或者更準確的說,應該是和那道喜神虛影有關系。
但這些,他自然是不會告訴劉善喜的,畢竟這涉及到他自己的秘密。
“這詛咒可不僅僅只是在我們身上多出四隻眼睛這麽的簡單,我也不瞞你,自從我從京城離開之後,精神便是越來越差,總感覺自己體內似乎多出了什麽東西,我有預感,這四隻眼睛中的哪一隻眼睛要是睜開了,我可能就不再是我了。”
我不再是我。
這句話放在普通人眼中可能覺得難以理解,但是在玄學界卻沒有任何毛病。
鳩佔鵲巢,魂魄換人,在玄學界都是經常會遇到的事情,蘇晨明白劉善喜的意思,劉善喜說的他不在是他,要麽是指他的身軀被其他魂魄給佔了,要麽就是他的魂魄被控制了,變成了聽令行事的傀儡。
對於劉善喜來說,他這前半輩子都困於瓦西壩,好不容易後半生自由了,他不想自己又變成受人控制的行屍走肉,所以在得知自己中了詛咒之後,他便是開始尋找破解之法了。

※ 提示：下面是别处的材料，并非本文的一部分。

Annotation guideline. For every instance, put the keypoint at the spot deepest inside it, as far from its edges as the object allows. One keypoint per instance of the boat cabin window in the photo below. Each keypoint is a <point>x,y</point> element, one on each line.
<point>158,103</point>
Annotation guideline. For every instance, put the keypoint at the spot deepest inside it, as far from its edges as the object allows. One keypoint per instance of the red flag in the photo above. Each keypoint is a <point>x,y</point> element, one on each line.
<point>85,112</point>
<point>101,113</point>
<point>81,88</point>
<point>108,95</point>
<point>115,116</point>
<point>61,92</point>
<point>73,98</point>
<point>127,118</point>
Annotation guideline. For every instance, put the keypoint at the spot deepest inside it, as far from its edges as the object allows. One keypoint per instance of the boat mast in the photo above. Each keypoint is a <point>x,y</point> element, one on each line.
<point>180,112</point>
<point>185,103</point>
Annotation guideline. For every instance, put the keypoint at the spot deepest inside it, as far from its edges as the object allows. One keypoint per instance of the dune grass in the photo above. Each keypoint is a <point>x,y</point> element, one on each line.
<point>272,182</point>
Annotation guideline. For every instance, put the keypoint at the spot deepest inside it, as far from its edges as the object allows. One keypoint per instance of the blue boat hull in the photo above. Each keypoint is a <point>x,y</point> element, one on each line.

“當初下祖屋的除了我們三人,還有幾個人,包括你認識的那兩位女生,但我調查過了,她們身上都沒有詛咒,所以我斷定這詛咒只針對我們這些修煉者。”
“而關於這詛咒,我這些天也查詢過許多的資料,根據我所查的資料,這詛咒應該是和儺文化中的四目黃金神有關系,四目黃金神是儺文化中一位重要的神靈,誕生於遠古時候,不知道為什麽,儺文化的後人傳承中便是漸漸的少了關於四目黃金神的記載,這也導致了儺文化慢慢走向了沒落,最後只是成為了民間戲曲的一部分。”

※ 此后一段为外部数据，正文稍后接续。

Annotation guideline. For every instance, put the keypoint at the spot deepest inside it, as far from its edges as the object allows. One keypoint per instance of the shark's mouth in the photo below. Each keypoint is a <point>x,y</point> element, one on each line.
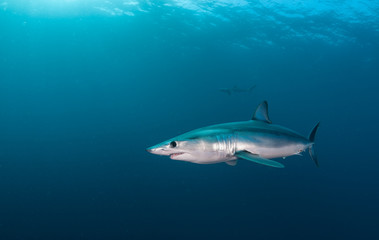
<point>172,156</point>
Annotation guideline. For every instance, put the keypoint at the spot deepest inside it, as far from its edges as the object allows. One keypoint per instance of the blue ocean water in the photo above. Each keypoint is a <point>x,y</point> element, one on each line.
<point>86,86</point>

劉善喜說到這裡的時候,猶豫了那麽片刻,但最後還是接著開口說道:“但我也不是一無所獲,在一些古籍抄本中,我發現了一個詞:放逐者。”
“放逐者?”蘇晨重複了一聲。
“放逐的意思你我都懂,按照我的分析,在遠古時候應該是經歷過一場戰鬥,有些“神靈”戰敗被放逐了,所以失去了傳承,但放逐並不代表著就是死亡了,就如同古代的流放制度一樣,運氣好依然是有機會活著回來的,四目黃金神應該就是被放逐了,但他留下了詛咒,想來是為了回歸所埋下的伏筆。”
蘇晨看了眼劉善喜,對於劉善喜能夠有這樣的猜測,他的心裡是有些佩服的,這猜測實際上他在離開祖屋沒多久也得出了,而他能夠得出這樣的猜測,是因為見到了在幻境裡面所發生的場景。
可劉善喜什麽都沒見到,能夠在這麽短時間猜測出這些, 這份心智已經是很厲害了。
“我相信你的判斷,那你現在有什麽好的辦法沒?”
“我要是有好的辦法的話就不會來找你了。”劉善喜臉上露出苦笑,隨後裝作不經意的說道:“我聽聞玄學界最近有一個傳聞,渺月宮最近招收了一個天才女弟子,據說被當代渺月宮掌教親自收為徒弟,這女弟子的名字叫陳捷。”
聽到劉善喜這話,蘇晨心裡一突,他終於是知道劉善喜來這裡找自己的目的是什麽了,告訴自己詛咒的事情是一方面,最重要的還是來打探陳捷的消息。
渺月宮,陳捷……
只是這兩點,蘇晨就可以確定渺月宮的這位陳捷就是自己那位未婚妻了。
名字相同是一個原因,另外一個原因便是渺月宮和山河門的關系非常好,而陳捷又是被山河門的徐德元前輩給帶走的,而論解蠱之術,渺月宮在玄學界應該算是前列。